On July 22, 2011, a federal appeals court in Washington struck down a rule adopted by the U.S. Securities and Exchange Commission that would have made it easier for shareholders of publicly traded companies to nominate corporate directors. This Corporate Securities Attorney hopes the ruling will encourage the SEC to consider costs and benefits of applying SEC rules to other going-public issues for small companies.
The SEC had put the new rule on hold pending the outcome of the appeal. The rule would have required companies to “include the nominees of significant, long-term shareholders in their proxy materials, alongside the nominees of management.” It was the SEC’s position that proxy access is “designed to facilitate the ability of shareholders to exercise their traditional rights under state law to nominate and elect members to company boards of directors.”
In a unanimous three-judge ruling, the U.S. Court of Appeals for the D.C. Circuit said that the SEC didn’t provide sufficient data to show how the rule would improve board performance and increase shareholder value through the election of dissident nominees.

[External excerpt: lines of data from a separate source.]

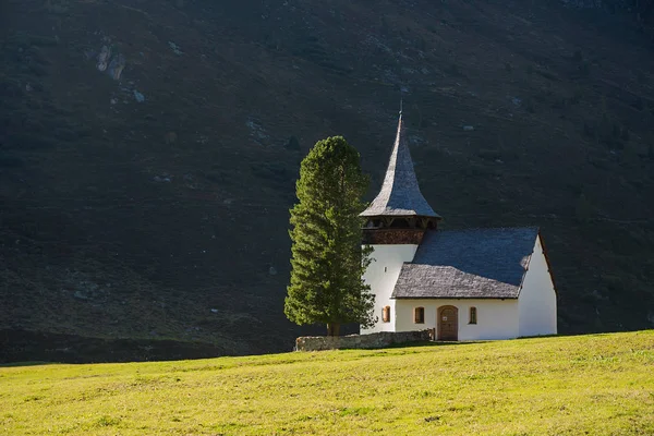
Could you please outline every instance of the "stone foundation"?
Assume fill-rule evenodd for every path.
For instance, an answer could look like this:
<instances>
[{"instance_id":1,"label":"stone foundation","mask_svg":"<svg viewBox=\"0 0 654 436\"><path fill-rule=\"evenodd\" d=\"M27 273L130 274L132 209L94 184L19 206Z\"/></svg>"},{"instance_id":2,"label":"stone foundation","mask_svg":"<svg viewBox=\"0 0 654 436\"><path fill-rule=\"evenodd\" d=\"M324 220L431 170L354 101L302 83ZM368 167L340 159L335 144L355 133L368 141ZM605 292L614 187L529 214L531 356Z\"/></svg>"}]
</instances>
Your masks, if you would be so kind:
<instances>
[{"instance_id":1,"label":"stone foundation","mask_svg":"<svg viewBox=\"0 0 654 436\"><path fill-rule=\"evenodd\" d=\"M384 348L393 343L434 340L434 329L419 331L382 331L350 336L303 336L295 340L298 351Z\"/></svg>"}]
</instances>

“By ducking serious evaluation of the costs that could be imposed upon companies from use of the rule by shareholders representing special interests, particularly union and government pension funds, we think the Commission acted arbitrarily,” Judge Douglas Ginsburg said in the ruling, joined by Chief Judge David Sentelle and Judge Janice Rogers Brown. The appeals court also said the SEC had “inconsistently and opportunistically framed the costs and benefits of the rule” and also failed “to respond to substantial problems raised by commenters.”

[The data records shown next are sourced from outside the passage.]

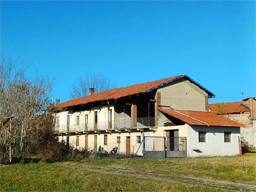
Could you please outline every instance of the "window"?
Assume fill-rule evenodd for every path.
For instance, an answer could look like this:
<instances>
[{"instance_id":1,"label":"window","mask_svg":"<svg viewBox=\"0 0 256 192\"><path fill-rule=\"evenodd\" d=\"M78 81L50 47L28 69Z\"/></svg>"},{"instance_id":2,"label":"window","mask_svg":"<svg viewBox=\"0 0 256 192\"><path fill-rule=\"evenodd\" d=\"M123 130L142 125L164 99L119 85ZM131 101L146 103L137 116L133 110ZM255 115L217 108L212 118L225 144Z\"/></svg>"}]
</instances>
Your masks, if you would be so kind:
<instances>
[{"instance_id":1,"label":"window","mask_svg":"<svg viewBox=\"0 0 256 192\"><path fill-rule=\"evenodd\" d=\"M120 143L120 137L116 137L116 143Z\"/></svg>"},{"instance_id":2,"label":"window","mask_svg":"<svg viewBox=\"0 0 256 192\"><path fill-rule=\"evenodd\" d=\"M56 118L56 125L58 127L60 126L60 117L59 116L57 116Z\"/></svg>"},{"instance_id":3,"label":"window","mask_svg":"<svg viewBox=\"0 0 256 192\"><path fill-rule=\"evenodd\" d=\"M87 127L87 125L88 124L88 115L85 115L85 127Z\"/></svg>"},{"instance_id":4,"label":"window","mask_svg":"<svg viewBox=\"0 0 256 192\"><path fill-rule=\"evenodd\" d=\"M112 109L108 110L108 128L112 128Z\"/></svg>"},{"instance_id":5,"label":"window","mask_svg":"<svg viewBox=\"0 0 256 192\"><path fill-rule=\"evenodd\" d=\"M231 143L231 132L224 132L224 142Z\"/></svg>"},{"instance_id":6,"label":"window","mask_svg":"<svg viewBox=\"0 0 256 192\"><path fill-rule=\"evenodd\" d=\"M206 142L206 132L199 131L198 132L198 139L199 143Z\"/></svg>"},{"instance_id":7,"label":"window","mask_svg":"<svg viewBox=\"0 0 256 192\"><path fill-rule=\"evenodd\" d=\"M69 115L67 116L67 125L69 126Z\"/></svg>"},{"instance_id":8,"label":"window","mask_svg":"<svg viewBox=\"0 0 256 192\"><path fill-rule=\"evenodd\" d=\"M112 109L108 110L108 122L112 121Z\"/></svg>"},{"instance_id":9,"label":"window","mask_svg":"<svg viewBox=\"0 0 256 192\"><path fill-rule=\"evenodd\" d=\"M79 125L79 116L76 116L76 125Z\"/></svg>"},{"instance_id":10,"label":"window","mask_svg":"<svg viewBox=\"0 0 256 192\"><path fill-rule=\"evenodd\" d=\"M97 151L97 135L94 135L94 150Z\"/></svg>"},{"instance_id":11,"label":"window","mask_svg":"<svg viewBox=\"0 0 256 192\"><path fill-rule=\"evenodd\" d=\"M67 116L67 131L69 132L69 115Z\"/></svg>"},{"instance_id":12,"label":"window","mask_svg":"<svg viewBox=\"0 0 256 192\"><path fill-rule=\"evenodd\" d=\"M67 145L67 147L68 148L69 147L69 136L67 136L66 144Z\"/></svg>"},{"instance_id":13,"label":"window","mask_svg":"<svg viewBox=\"0 0 256 192\"><path fill-rule=\"evenodd\" d=\"M98 111L94 112L94 128L98 128Z\"/></svg>"},{"instance_id":14,"label":"window","mask_svg":"<svg viewBox=\"0 0 256 192\"><path fill-rule=\"evenodd\" d=\"M79 136L76 136L76 146L79 146Z\"/></svg>"},{"instance_id":15,"label":"window","mask_svg":"<svg viewBox=\"0 0 256 192\"><path fill-rule=\"evenodd\" d=\"M108 135L104 135L104 145L108 145Z\"/></svg>"},{"instance_id":16,"label":"window","mask_svg":"<svg viewBox=\"0 0 256 192\"><path fill-rule=\"evenodd\" d=\"M141 137L140 136L136 136L136 143L141 143Z\"/></svg>"}]
</instances>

Meredith Cross, director of the SEC Division of Corporation Finance, said in a prepared statement the appeals court decision was a disappointment. “We are considering our options going forward,” Cross said. “We note that our rule allowing shareholders to submit proposals for proxy access at their companies, which we adopted at the same time, is unaffected by the court’s decision.”

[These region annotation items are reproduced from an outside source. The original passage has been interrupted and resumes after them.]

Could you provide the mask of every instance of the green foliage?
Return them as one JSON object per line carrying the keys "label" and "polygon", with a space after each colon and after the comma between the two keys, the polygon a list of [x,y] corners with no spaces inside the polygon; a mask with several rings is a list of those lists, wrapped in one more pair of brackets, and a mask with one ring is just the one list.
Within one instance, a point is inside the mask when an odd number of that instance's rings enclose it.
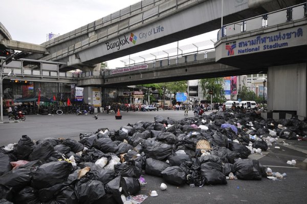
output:
{"label": "green foliage", "polygon": [[223,77],[203,78],[200,80],[200,85],[204,91],[204,97],[207,100],[211,100],[210,91],[212,90],[212,102],[222,103],[225,101],[223,86],[224,80]]}

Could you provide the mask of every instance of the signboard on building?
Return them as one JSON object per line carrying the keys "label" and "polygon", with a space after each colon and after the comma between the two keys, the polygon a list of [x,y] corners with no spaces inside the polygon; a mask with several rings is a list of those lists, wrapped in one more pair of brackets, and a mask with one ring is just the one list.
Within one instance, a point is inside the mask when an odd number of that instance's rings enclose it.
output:
{"label": "signboard on building", "polygon": [[176,100],[177,102],[184,102],[188,99],[186,93],[177,92],[176,93]]}
{"label": "signboard on building", "polygon": [[93,105],[95,107],[101,106],[101,90],[100,88],[95,88],[92,89]]}

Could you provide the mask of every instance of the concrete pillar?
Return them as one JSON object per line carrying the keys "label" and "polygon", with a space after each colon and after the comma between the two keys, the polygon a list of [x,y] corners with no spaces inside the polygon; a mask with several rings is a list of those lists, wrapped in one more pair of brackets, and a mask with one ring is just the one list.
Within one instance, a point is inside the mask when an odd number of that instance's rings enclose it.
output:
{"label": "concrete pillar", "polygon": [[270,67],[268,71],[269,110],[296,111],[307,116],[307,63]]}

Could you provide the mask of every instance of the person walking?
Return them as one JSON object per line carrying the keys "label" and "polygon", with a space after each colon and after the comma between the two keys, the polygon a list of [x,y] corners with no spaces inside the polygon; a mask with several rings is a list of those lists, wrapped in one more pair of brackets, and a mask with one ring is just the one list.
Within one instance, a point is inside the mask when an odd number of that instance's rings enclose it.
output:
{"label": "person walking", "polygon": [[184,104],[183,108],[184,109],[184,115],[188,115],[188,111],[189,111],[189,106],[187,104]]}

I hope that this decision serves as a reminder to the SEC of the importance of carefully considering costs and benefits of all SEC rules particularly as they apply to small companies going public or that have gone public, whether under Dodd-Frank or otherwise. For example, I think the requirement of smaller companies to provide financial statements in XRBL format would not withstand scrutiny under this analysis. Similarly, I also believe applying the executive compensation disclosure rules of large companies to smaller companies as will be required in 2013 is similarly suspect under a true cost/benefit analysis.